- Do your arguments end with someone stomping off in anger, the silent treatment, or with the ever popular, “Of course you’re right because you’re always right!”?
- Do you resolve angry feelings for another by revenge – “forgetting” to pick up his/her contribution to the January office birthday party celebration, answering your cell phone while he/she is speaking with you, or leaving the toilet seat up (the toothpaste cap off, hiding the remote, deleting fantasy football updates...)?
- Do you resolve angry feelings by becoming a martyr – stating how much the other person’s behaviors have “hurt” you, pretending to not know what the other is talking about when he/she brings up an issue, or managing conflict by tearfully insisting you were “…just trying to help”?
Conflict and anger are parts of any relationship anyone has ever had, yet few of us are taught to manage conflict and anger in constructive ways. This is a critical skill for any successful relationship, and the issue merits serious examination.
Generally speaking, anger storms the consciousness before a conflict is identified. It’s important to use your anger as a signal, not as a weapon. If used as a weapon and you lash out emotionally, the issue will escalate. Further, instead of solving the problem, the people involved become more polarized. Temporarily, you may feel a benefit from the emotional release, but then it will be doubly difficult to get to any constructive work.
When you feel that first hot blast of anger, it’s important to ask yourself, “Where is this coming from?” Frustration, hurt, or sadness can present as anger. Even emotions that are confused and not readily identifiable can present as anger.
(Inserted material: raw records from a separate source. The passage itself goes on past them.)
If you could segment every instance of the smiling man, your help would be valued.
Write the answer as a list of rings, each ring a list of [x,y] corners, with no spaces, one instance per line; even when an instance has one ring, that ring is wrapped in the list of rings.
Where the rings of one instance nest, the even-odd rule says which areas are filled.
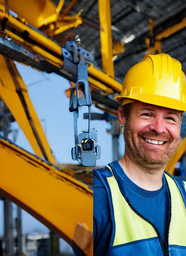
[[[124,81],[124,156],[94,173],[94,255],[186,255],[186,183],[165,171],[180,141],[186,81],[178,61],[149,55]]]

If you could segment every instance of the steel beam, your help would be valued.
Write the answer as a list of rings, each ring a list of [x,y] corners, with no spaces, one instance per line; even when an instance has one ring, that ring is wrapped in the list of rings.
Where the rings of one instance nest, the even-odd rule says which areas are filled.
[[[13,61],[0,55],[0,70],[1,97],[17,121],[35,154],[54,164],[55,160],[27,86]]]
[[[0,139],[0,194],[71,246],[77,223],[93,231],[93,190],[41,159]]]
[[[99,0],[98,8],[102,68],[107,75],[114,77],[110,0]]]
[[[169,37],[172,35],[185,28],[186,27],[186,17],[183,18],[181,21],[169,27],[155,37],[156,40],[161,40],[165,37]]]
[[[60,18],[62,19],[65,15],[68,13],[69,11],[71,9],[75,4],[76,3],[77,0],[72,0],[70,2],[69,4],[65,9],[63,11],[61,14],[60,15]]]

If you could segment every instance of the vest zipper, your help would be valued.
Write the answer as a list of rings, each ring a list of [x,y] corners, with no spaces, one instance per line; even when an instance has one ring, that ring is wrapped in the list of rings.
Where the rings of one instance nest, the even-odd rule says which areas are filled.
[[[133,212],[135,213],[136,213],[136,214],[137,214],[143,220],[145,220],[148,223],[150,224],[151,226],[152,226],[153,228],[155,231],[155,232],[158,236],[158,237],[159,241],[159,243],[160,244],[160,245],[161,245],[161,247],[163,251],[163,256],[169,256],[169,228],[170,223],[170,217],[169,218],[168,232],[167,233],[167,236],[166,237],[166,244],[165,245],[160,235],[160,234],[159,233],[159,232],[158,230],[158,229],[155,226],[155,225],[152,222],[151,222],[151,221],[148,219],[146,219],[146,218],[145,218],[144,217],[143,217],[143,215],[142,215],[141,214],[141,213],[140,213],[138,212],[138,211],[137,211],[135,209],[135,208],[134,208],[134,207],[130,203],[128,199],[127,199],[127,201],[130,208],[133,211]]]
[[[171,220],[171,216],[172,215],[172,213],[171,211],[171,203],[169,205],[169,223],[168,224],[168,230],[167,233],[167,236],[166,237],[166,248],[167,249],[167,251],[168,252],[168,255],[169,255],[169,231],[170,229],[170,221]]]

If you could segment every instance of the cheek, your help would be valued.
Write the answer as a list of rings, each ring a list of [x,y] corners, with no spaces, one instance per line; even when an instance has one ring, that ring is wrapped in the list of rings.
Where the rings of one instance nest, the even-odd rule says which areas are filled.
[[[179,139],[180,135],[180,126],[168,125],[166,128],[171,137],[175,140]]]
[[[145,120],[138,119],[133,120],[131,123],[130,127],[134,133],[138,134],[143,131],[149,126],[150,122]]]

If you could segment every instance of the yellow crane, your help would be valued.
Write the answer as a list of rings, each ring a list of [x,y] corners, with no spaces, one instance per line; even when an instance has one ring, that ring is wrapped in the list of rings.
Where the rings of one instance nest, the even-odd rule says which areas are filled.
[[[0,97],[35,152],[34,155],[32,155],[0,139],[0,194],[70,245],[75,243],[86,255],[91,255],[93,190],[57,165],[27,86],[13,63],[16,60],[41,72],[54,72],[69,80],[74,88],[73,83],[77,79],[69,68],[69,61],[72,64],[70,51],[51,38],[57,39],[61,33],[87,21],[81,17],[82,10],[73,16],[68,15],[77,0],[72,0],[62,9],[64,2],[60,0],[56,5],[52,0],[0,0]],[[122,84],[114,78],[113,57],[124,51],[124,44],[112,35],[109,1],[98,0],[98,4],[103,69],[93,64],[88,58],[85,58],[84,63],[88,67],[87,79],[94,102],[100,109],[116,115],[118,105],[113,99],[121,91]],[[149,21],[151,37],[153,23],[153,21]],[[148,50],[153,54],[156,51],[160,52],[162,39],[182,29],[186,24],[185,18],[156,35],[153,47],[149,37],[146,41]],[[78,45],[78,37],[77,39]],[[76,88],[77,93],[79,89]],[[68,92],[66,93],[70,97]],[[171,174],[175,164],[185,151],[185,141],[181,142],[168,164],[167,170]],[[37,190],[33,189],[33,185]]]

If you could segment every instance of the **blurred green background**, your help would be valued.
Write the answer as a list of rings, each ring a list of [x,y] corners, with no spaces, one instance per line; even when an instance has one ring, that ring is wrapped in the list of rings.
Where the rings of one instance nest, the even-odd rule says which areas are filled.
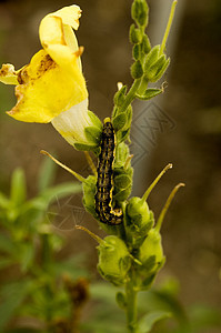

Identify what’s bothering you first.
Are you frustrated because your spouse is watching TV instead of helping with the dishes? Are you hurt that your mom chose to share her opera tickets with your sister who doesn’t even like opera, instead of you who love opera? Are you sad because your teenager would prefer to spend a night out with friends instead of attending the weekly “Family Game Night”?
These scenarios can feel like anger. Reacting emotionally is typical for many people, but it’s also destructive. Focus on solving the problem not on the other person. When attempting to solve a problem or an argument with another person, place your issue directly on the table using an “I” statement. Don’t blame and state your issue with as little emotion as you can. Treat this as reciting a fact.
“I would like some help with the dishes.”
“I would like to go to the opera with you.”
“I miss you during Family Game Night.”
Compare these statements to the following emotional responses.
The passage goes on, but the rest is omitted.